🤖 AI Summary
To address the scarcity of spatiotemporal data and the inability of conventional and existing generative methods to capture critical distributional dimensions in low-annotation scenarios (e.g., UAV imagery), this paper pioneers the use of video diffusion models for controllable 3D spatiotemporal augmentation—synthesizing photorealistic, multi-view, dynamic video clips from a single static image. We introduce three practical techniques: (i) geometry-semantic co-guided annotation transfer, (ii) disocclusion-aware synthesis, and (iii) data-efficient generation configuration selection with incremental fine-tuning. Evaluated on COCO subsets and a UAV-specific dataset, our approach significantly improves object detection and instance segmentation performance.

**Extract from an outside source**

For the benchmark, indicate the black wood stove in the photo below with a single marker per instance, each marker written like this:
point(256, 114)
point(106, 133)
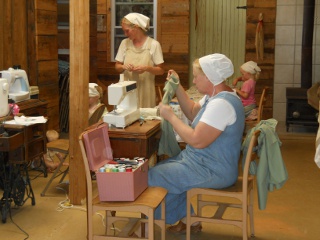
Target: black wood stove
point(299, 112)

It effectively expands the modeled data distribution beyond what prior methods can capture, establishing a scalable, generative augmentation paradigm for few-shot vision tasks.
📝 Abstract
We explore spatiotemporal data augmentation using video foundation models to diversify both camera viewpoints and scene dynamics. Unlike existing approaches based on simple geometric transforms or appearance perturbations, our method leverages off-the-shelf video diffusion models to generate realistic 3D spatial and temporal variations from a given image dataset. Incorporating these synthesized video clips as supplemental training data yields consistent performance gains in low-data settings, such as UAV-captured imagery where annotations are scarce. Beyond empirical improvements, we provide practical guidelines for (i) choosing an appropriate spatiotemporal generative setup, (ii) transferring annotations to synthetic frames, and (iii) addressing disocclusion - regions newly revealed and unlabeled in generated views. Experiments on COCO subsets and UAV-captured datasets show that, when applied judiciously, spatiotemporal augmentation broadens the data distribution along axes underrepresented by traditional and prior generative methods, offering an effective lever for improving model performance in data-scarce regimes.